ORZO COOKED IN TOMATO PASSATA


It is orzo, pasta that looks like rice. In my family we love it. This time cook “eintopf” style. A meal cooked it one pot saves time and washing up, perfect recipe for a weeknight dinner. There is something utterly comforting about orzo cooked directly in tomato sauce. And anything both kids can eat a whole bowl (or two) of must be a good thing. Just remember to stir it every couple of minutes to prevent any sticking to the bottom of a pan. If you don’t wish to decorate your kitchen with tomato sauce make sure to use a lid, the sauce has a tendency to spit quite violently.
orzo


ORZO COOKED IN TOMATO PASSATA
Whole wheat orzo is a bit trickier to find, I tend to get mine from one of my favorite health food shops. Well worth it. If cooked like any other pasta, in boiling water it only takes about 6 minutes, cooking it in directly in a tomato sauce will take longer.
Serves 4

ingredients
1 Tbs olive oil
1 medium red onion, chopped
2 cloves garlic, chopped finely
1 small red pepper, cut into 1cm cubes
680g bottle of passata
600ml of water
300g orzo (preferably whole wheat)
parsley, basil or oregano for garnish

method
  1. In a large wide lidded pan saute the onion till translucent, add the garlic and red pepper. Saute for about 5 min, till the pepper softens.
  2. Add the passata and water, bring to a boil.
  3. Pour the orzo to the sauce and bring to a boil.
  4. Turn the heat down and cook for about 12 min or till the orzo is soft.
  5. Season and serve topped with herb of your choice.
0 Comments

MOROCCAN INSPIRED TAGINE OF WINTER VEGETABLES AND DRIED FRUITS



After extremely warm December the winter has finally arrived, temperatures dropped, grass has a lovely frosty hue shimmering in the wintery sunshine. It is absolutely gorgeous ! Weather like this is perfect for something warming, comforting, something that will fill your house up with irresistible aroma. What can be better than winter veggies, warming spices, rich sauce slowly simmering on the stove...I am using up some of my dried fruit stash, chickpeas (again), the other half of squash leftover from making the hummus and lots of different spices from my spice cupboard. It may not be North African weather here, but the gorgeous smells sure do evoke a Moroccan souk.

tagine

MOROCCAN INSPIRED TAGINE OF WINTER VEGETABLES AND DRIED FRUITS

The quantities of individual vegetables depend on what is in your veg drawer, my butternut squash made about half of the mix, purely because I wanted the use it all up. This dish will freeze and reheat well. You can use mild or hot paprika whatever you prefer, I went for the mild version making the dish more kid friendly. Preferably do not use smoked paprika for this dish.

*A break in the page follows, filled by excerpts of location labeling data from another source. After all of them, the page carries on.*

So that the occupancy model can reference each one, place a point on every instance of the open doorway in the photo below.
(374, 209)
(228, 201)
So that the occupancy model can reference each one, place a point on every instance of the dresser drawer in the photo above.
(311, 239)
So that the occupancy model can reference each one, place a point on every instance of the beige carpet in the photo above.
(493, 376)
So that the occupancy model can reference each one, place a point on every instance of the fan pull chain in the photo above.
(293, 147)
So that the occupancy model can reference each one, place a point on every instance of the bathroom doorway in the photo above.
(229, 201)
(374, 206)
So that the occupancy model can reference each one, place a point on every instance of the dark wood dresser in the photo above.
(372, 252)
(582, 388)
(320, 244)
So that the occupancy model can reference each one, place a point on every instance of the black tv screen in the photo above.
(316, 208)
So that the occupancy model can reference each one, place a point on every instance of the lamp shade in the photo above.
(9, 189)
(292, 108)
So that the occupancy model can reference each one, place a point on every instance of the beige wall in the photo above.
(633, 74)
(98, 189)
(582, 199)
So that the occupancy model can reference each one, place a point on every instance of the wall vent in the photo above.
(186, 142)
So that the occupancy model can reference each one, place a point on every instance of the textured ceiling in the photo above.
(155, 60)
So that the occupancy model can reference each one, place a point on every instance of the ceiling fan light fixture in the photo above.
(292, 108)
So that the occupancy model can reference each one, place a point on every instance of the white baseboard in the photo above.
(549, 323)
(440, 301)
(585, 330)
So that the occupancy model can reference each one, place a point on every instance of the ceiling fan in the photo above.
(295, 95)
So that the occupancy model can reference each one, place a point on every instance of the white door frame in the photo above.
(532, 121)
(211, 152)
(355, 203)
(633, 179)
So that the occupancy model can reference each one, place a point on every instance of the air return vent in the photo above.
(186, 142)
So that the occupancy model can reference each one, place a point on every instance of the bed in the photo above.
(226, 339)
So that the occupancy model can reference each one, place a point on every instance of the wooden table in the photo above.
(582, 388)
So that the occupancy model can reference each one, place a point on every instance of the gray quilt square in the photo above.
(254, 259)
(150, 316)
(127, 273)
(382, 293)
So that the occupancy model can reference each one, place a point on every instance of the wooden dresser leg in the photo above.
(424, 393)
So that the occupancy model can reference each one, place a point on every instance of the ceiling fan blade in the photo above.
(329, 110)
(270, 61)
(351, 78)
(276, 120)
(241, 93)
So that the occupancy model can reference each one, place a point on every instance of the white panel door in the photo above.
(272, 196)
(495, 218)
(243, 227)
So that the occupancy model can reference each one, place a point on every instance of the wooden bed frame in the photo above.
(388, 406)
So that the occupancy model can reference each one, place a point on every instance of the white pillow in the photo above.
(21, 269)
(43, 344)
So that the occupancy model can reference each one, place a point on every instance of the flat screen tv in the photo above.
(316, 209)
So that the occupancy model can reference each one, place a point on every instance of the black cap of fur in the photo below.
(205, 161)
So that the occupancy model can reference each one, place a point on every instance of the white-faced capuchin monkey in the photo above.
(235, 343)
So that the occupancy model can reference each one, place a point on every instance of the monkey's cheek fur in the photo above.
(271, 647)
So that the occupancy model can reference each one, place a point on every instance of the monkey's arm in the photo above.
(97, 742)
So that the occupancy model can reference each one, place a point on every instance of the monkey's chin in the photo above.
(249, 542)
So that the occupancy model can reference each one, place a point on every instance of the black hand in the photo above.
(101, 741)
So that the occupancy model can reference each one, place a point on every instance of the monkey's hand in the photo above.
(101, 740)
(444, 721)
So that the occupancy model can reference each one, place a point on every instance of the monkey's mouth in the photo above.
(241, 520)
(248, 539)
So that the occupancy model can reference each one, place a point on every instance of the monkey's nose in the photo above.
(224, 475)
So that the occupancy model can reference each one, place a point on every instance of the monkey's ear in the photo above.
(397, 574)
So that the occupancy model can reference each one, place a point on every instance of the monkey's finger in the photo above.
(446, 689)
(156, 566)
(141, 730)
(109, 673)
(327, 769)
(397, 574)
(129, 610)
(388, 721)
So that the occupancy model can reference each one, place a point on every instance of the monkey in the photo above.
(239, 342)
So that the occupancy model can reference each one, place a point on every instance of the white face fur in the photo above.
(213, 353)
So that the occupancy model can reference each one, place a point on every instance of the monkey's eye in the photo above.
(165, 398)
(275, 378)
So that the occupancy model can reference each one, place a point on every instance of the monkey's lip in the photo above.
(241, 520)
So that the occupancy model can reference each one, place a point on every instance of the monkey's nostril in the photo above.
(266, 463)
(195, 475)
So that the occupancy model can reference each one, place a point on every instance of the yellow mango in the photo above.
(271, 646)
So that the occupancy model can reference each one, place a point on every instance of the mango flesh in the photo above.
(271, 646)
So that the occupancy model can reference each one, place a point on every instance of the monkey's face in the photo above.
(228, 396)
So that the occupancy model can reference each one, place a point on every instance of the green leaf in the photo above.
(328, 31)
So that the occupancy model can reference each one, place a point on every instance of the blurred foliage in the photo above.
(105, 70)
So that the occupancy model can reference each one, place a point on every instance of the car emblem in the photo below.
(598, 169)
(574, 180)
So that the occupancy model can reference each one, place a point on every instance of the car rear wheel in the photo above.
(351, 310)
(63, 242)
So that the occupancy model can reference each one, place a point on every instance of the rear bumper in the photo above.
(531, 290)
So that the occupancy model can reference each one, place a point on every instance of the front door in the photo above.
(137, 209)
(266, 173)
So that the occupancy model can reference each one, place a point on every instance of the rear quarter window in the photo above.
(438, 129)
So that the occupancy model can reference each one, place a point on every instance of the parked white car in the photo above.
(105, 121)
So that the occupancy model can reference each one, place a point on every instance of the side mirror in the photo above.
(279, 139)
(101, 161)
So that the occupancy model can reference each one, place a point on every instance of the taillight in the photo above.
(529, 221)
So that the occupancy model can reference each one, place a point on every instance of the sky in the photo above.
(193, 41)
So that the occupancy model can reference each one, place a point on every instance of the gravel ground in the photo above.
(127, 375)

Ras el hanout is a Moroccan spice mix, each mix is slightly different as traditionally this is a special mix from each individual spice shop. I love mine to contain rose buds to lend the dish lovely but not overpowering fragrance.If you cant find ras el hanout, use any Moroccan spice mix or omit all together.

When preparing parsnips it is a good idea to cut out the middle core.

Serves 4 hungry people

ingredients
900g mix of carrot, parsnip and butternut squash, cut into large chunks, about 11/2 inches (4cm)
1 large red onion, chopped
3 garlic cloves, finely chopped
1/2 Tbs olive oil
2 tsp cumin
2 tsp paprika (sweet or hot)
2 tsp ras el hanout or moroccan spice mix
1 tsp cinnamon
1 tsp coriander
1/2 tsp turmeric
2 heaped Tbs tomato paste
1 tin of chopped tomatoes
1 tin of chickpeas
100g dried apricots
100g dried prunes
2 Tbs honey or dark agave syrup
2 1/2 c (725ml) vegetable stock
1 cup of barley couscous

method
  1. In a large pan on medium heat saute the onions in the olive oil till soft about 10min. Add the garlic and cook for further 1 min.
  2. Add all your spices, stir into the onions. Tumble in all your vegetables and quickly stir in to coat with the spices.
  3. Next add the tomato paste, let the cook about 30sec before adding the tinned tomatoes, chickpeas, dried fruits, agave (or honey) and the vegetable stock.
  4. Bring to boil, turn down the heat and let simmer for about 1 hour, or till all the vegetables are tender and sauce is thick and rich. Season with salt if needed.
  5. Cook the couscous according to package instructions.
  6. Serve the tagine with couscous.